Outros senadores também criticaram a exclusividade da lista fechada como método eleitoral. Kátia Abreu (PMDB-TO) afirmou que ela “tira poder do eleitor”, e Reguffe (sem partido-DF) completou dizendo que ela “transfere esse poder para as cúpulas partidárias”. Como as lideranças de cada legenda teriam a prerrogativa de organizar as listas, Roberto Requião (PMDB-PR) afirmou que o modelo levaria ao “predomínio da burocracia” nas estruturas partidárias. Já Ana Amélia (PP-RS) classificou a ideia como “um desserviço à liberdade do eleitor”.

— É o partido que está colocando um pacote pronto e acabado para o eleitor receber na hora da eleição. Ele pode ter surpresas de, naquela lista, estar alguém que ele jamais escolheria — observou.

A senadora Marta Suplicy (PMDB-SP) destacou que o sistema de lista pode ser positivo caso incorpore o pleito da maior inserção e participação de mulheres na política. Segundo ela, isso poderia ser alcançado ao se produzir a lista de forma a obrigatoriamente alternar nomes de candidatos homens e mulheres. Posteriormente, no entanto, a senadora se manifestou da tribuna e em suas rede sociais esclarecendo que neste momento a lista fechada não seria a opção adequada.

“Não vamos, com as estruturas dos partidos como estão, conseguir mais mulheres na política por esse meio. A garantia das cadeiras é mais interessante e caminha… Penso que falar em lista fechada, neste momento, não faz sentido. Poderíamos avaliar, se tivéssemos menos partidos e esses fossem ideologicamente mais claros”, disse Marta Suplicy.

Já o modelo do voto distrital recebeu elogios. Para Kátia Abreu, ele representa “o poder total” nas mãos dos eleitores. Reguffe argumentou que a existência de um representante exclusivo para cada distrito — e, portanto, para um conjunto de cidadãos — seria positivo para a representatividade.

— O voto distrital aproxima a política do cidadão. Vai exigir que o eleito tenha que ficar prestando contas do que está fazendo, porque é só um para ser fiscalizado.

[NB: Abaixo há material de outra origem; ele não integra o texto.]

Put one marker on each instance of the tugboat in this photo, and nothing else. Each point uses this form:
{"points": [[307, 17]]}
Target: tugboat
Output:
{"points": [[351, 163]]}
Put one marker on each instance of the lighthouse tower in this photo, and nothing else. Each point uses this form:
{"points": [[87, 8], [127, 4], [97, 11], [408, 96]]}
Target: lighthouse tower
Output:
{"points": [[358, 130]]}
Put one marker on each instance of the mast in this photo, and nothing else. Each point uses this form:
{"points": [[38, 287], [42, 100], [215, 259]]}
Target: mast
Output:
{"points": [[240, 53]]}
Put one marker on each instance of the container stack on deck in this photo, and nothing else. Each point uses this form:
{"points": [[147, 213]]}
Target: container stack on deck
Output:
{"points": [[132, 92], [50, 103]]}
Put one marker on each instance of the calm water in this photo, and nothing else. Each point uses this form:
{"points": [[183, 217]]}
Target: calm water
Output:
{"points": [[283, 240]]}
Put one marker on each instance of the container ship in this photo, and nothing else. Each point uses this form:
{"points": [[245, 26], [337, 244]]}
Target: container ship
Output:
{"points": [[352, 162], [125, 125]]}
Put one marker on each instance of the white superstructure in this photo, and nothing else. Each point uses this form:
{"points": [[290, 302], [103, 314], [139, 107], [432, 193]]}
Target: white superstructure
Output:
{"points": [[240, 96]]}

O presidente do Senado defendeu a ideia da lista fechada como algo que pode “despersonalizar a política e fortalecer os partidos”, uma vez que, na sua análise, induz o eleitor a votar a partir de uma afinidade ideológica, e não de uma atração pessoal por um candidato específico. Para Eunício, ela também poderia acabar com o fenômeno dos “puxadores de votos” — candidatos midiáticos lançados pelos partidos apenas para inflar a votação da legenda.